ASE2025

Aligning LLMs to Fully Utilize the Cross-file Context in Repository-level Code Completion

Jia Li, Hao Zhu, Huanyu Liu, Xianjie Shi, He Zong, Yihong Dong, Kechi Zhang, Siyuan Jiang, Zhi Jin, Ge Li

2 citations

Abstract

Large Language Models (LLMs) have shown promising results in repository-level code completion, which completes code based on the in-file and cross-file context of a repository. The cross-file context typically contains different types of information (e.g., relevant APIs and similar code) and is lengthy. In this paper, we found that LLMs struggle to fully utilize the information in the cross-file context. We hypothesize that one of the root causes of the limitation is the misalignment between pre-training (i.e., relying on nearby context) and repo-level code completion (i.e., frequently attending to long-range cross-file context).To address the above misalignment, we propose Code Long-context Alignment - CoLA, a purely data-driven approach to explicitly teach LLMs to focus on the cross-file context. Specifically, CoLA constructs a large-scale repo-level code completion dataset - CoLA-132K, where each sample contains the long cross-file context (up to 128K tokens) and requires generating context-aware code (i.e., cross-file API invocations and code spans similar to cross-file context). Through a two-stage training pipeline upon CoLA-132K, LLMs learn the capability of finding relevant information in the cross-file context, thus aligning LLMs with repo-level code completion. We apply CoLA to multiple popular LLMs (e.g., aiXcoder-7B) and extensive experiments on CoLA-132K and a public benchmark - CrossCodeEval. Our experiments yield the following results. ❶ Effectiveness. CoLA substantially improves the performance of multiple LLMs in repo-level code completion. For example, it improves aiXcoder-7B by up to 19.7% in exact match. ❷ Generalizability.
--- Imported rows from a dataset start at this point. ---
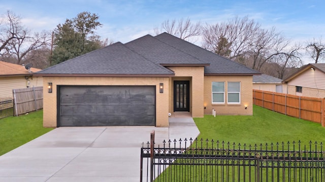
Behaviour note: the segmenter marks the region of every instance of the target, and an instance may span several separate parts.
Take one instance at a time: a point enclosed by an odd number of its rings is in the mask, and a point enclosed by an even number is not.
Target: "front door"
[[[189,112],[189,81],[174,81],[174,111]]]

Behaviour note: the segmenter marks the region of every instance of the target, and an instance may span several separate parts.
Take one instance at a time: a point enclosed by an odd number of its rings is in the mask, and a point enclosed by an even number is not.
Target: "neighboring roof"
[[[135,76],[135,74],[171,76],[174,74],[173,71],[152,63],[119,42],[64,61],[37,74],[64,74],[66,76],[76,74],[80,76],[90,74],[96,75],[91,76]]]
[[[296,76],[303,73],[306,70],[311,69],[312,68],[325,73],[325,63],[308,64],[308,65],[302,66],[301,68],[300,68],[300,69],[299,69],[297,71],[284,79],[282,82],[285,82],[289,81]]]
[[[26,70],[23,65],[0,61],[0,76],[1,77],[32,75],[33,72],[41,70],[31,68],[30,70],[31,72]]]
[[[252,75],[257,71],[167,33],[117,42],[38,72],[45,76],[171,77],[165,67],[204,66],[206,75]]]
[[[272,76],[262,74],[253,75],[253,83],[281,83],[282,80]]]
[[[154,37],[156,39],[184,53],[193,56],[202,62],[210,64],[205,67],[206,75],[254,75],[260,74],[257,71],[207,51],[198,46],[167,33]]]

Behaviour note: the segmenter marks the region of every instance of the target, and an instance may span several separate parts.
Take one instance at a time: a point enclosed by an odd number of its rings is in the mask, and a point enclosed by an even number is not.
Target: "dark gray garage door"
[[[58,126],[155,125],[154,86],[61,86]]]

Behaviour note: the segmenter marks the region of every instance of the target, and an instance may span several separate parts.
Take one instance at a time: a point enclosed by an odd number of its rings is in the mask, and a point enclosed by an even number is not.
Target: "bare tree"
[[[284,50],[289,42],[274,28],[260,29],[253,39],[247,54],[253,58],[251,68],[260,71],[266,62],[271,62],[277,55],[285,54]]]
[[[307,42],[306,51],[307,54],[315,61],[315,63],[317,63],[319,59],[325,58],[325,43],[322,42],[321,37],[318,40],[315,40],[314,38],[312,41]]]
[[[254,41],[254,36],[258,32],[260,25],[246,16],[242,19],[236,17],[227,22],[207,25],[203,30],[203,47],[214,53],[218,53],[220,42],[228,44],[224,48],[229,49],[231,53],[226,56],[230,59],[244,56]],[[226,41],[224,41],[224,39]]]
[[[284,53],[278,54],[274,59],[274,62],[279,65],[279,67],[274,68],[278,78],[283,79],[288,68],[299,67],[303,65],[300,59],[301,54],[299,53],[302,49],[301,45],[296,44]]]
[[[207,25],[203,40],[203,48],[259,71],[279,55],[286,55],[290,43],[274,27],[262,28],[247,16]]]
[[[50,37],[46,32],[31,35],[20,22],[20,18],[8,11],[0,25],[0,55],[4,61],[20,64],[26,54],[33,50],[48,46]]]
[[[184,21],[183,18],[177,20],[174,19],[164,21],[160,27],[156,27],[154,31],[156,35],[162,32],[175,35],[184,40],[188,40],[190,37],[201,35],[202,28],[200,22],[192,24],[189,18]]]

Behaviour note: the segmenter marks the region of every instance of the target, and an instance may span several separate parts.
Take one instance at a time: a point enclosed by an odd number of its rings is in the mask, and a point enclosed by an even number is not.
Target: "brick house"
[[[252,114],[253,70],[163,33],[118,42],[37,73],[44,126],[169,126],[193,117]]]
[[[283,79],[287,94],[299,96],[325,98],[325,63],[309,64]]]

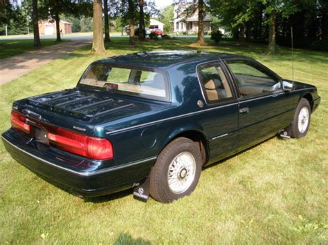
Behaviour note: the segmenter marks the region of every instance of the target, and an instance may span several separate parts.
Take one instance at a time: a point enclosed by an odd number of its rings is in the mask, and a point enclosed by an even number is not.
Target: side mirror
[[[282,90],[284,92],[289,92],[293,90],[293,84],[289,81],[282,81]]]

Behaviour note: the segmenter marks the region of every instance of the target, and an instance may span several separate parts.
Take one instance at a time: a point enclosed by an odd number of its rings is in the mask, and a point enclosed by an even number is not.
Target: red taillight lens
[[[51,144],[57,148],[84,157],[102,160],[113,158],[111,143],[103,138],[93,137],[58,128],[49,133]]]
[[[30,134],[30,126],[25,123],[26,119],[26,117],[24,115],[15,110],[11,111],[10,122],[12,127],[24,133]]]

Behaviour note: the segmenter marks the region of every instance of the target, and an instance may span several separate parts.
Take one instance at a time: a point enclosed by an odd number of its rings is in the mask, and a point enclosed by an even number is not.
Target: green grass
[[[42,39],[41,40],[42,46],[36,48],[33,46],[33,39],[0,40],[0,59],[60,43],[55,39]]]
[[[138,43],[113,39],[107,55],[187,49],[191,39]],[[17,99],[73,87],[93,61],[90,47],[0,86],[0,133]],[[222,43],[203,50],[245,55],[290,79],[291,52]],[[60,70],[60,72],[57,71]],[[30,244],[327,244],[328,53],[295,51],[295,79],[322,97],[307,137],[271,139],[206,168],[195,191],[170,204],[133,199],[131,190],[82,199],[14,161],[0,143],[0,242]]]

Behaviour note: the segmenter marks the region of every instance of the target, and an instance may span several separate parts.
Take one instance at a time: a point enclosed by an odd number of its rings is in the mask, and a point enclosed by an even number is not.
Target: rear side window
[[[250,61],[227,61],[242,97],[270,94],[281,89],[281,83],[265,68]]]
[[[156,70],[93,64],[82,75],[79,84],[98,87],[113,93],[170,100],[166,77],[163,72]]]
[[[201,66],[198,72],[208,102],[219,102],[233,98],[229,83],[219,64]]]

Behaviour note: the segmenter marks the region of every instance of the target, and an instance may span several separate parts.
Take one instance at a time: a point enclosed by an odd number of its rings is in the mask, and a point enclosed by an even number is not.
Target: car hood
[[[168,106],[109,92],[73,88],[24,99],[15,101],[13,108],[30,119],[94,135],[96,126],[101,126],[98,131],[102,127],[117,129],[125,121]]]

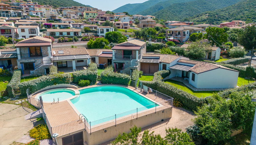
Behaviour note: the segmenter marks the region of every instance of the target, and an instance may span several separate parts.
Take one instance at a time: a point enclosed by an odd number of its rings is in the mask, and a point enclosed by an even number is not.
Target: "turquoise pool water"
[[[53,98],[55,102],[59,100],[65,100],[73,96],[75,94],[75,92],[71,90],[65,89],[58,89],[47,91],[42,93],[37,97],[39,98],[39,96],[42,96],[42,99],[44,102],[53,102]]]
[[[128,89],[120,87],[94,87],[81,90],[80,92],[80,96],[71,101],[89,121],[97,120],[155,104]],[[155,106],[154,105],[150,105],[141,110]],[[129,114],[123,116],[127,115]],[[118,116],[120,117],[122,116]],[[107,121],[107,119],[105,121]]]

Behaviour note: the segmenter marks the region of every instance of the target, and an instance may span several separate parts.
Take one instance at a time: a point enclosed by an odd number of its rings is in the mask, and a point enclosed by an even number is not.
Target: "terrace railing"
[[[34,107],[38,109],[41,108],[41,105],[39,99],[36,99],[33,97],[32,97],[31,95],[29,92],[29,89],[27,89],[26,93],[27,99],[29,103]]]

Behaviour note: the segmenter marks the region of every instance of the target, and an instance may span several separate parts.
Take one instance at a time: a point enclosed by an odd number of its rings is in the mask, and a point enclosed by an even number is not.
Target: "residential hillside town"
[[[249,15],[35,0],[0,0],[0,145],[256,145]]]

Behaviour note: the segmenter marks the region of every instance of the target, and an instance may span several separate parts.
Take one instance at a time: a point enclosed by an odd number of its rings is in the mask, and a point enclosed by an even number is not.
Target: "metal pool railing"
[[[51,126],[50,123],[48,123],[49,121],[45,113],[44,114],[44,115],[43,116],[44,116],[44,119],[46,118],[45,121],[47,122],[49,130],[51,130],[51,133],[57,133],[59,136],[83,129],[85,129],[88,133],[91,134],[100,129],[111,126],[116,126],[117,124],[129,120],[136,119],[139,117],[151,113],[156,113],[157,112],[172,107],[173,98],[146,86],[142,85],[141,86],[141,90],[144,92],[142,93],[145,94],[146,92],[147,94],[145,95],[153,99],[156,102],[155,103],[121,113],[113,114],[108,117],[93,121],[89,121],[84,115],[81,114],[79,115],[79,120],[55,126]],[[149,91],[148,91],[149,90]],[[42,108],[44,113],[42,106]]]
The capability learned by CoLA can generalize to new languages (i.e., languages not in training data). ❸ Enhanced Context Utilization Capability. We design two probing experiments, which show CoLA improves the capability of LLMs in utilizing the information (i.e., relevant APIs and similar code) in cross-file context. Our datasets and model weights are released in [1].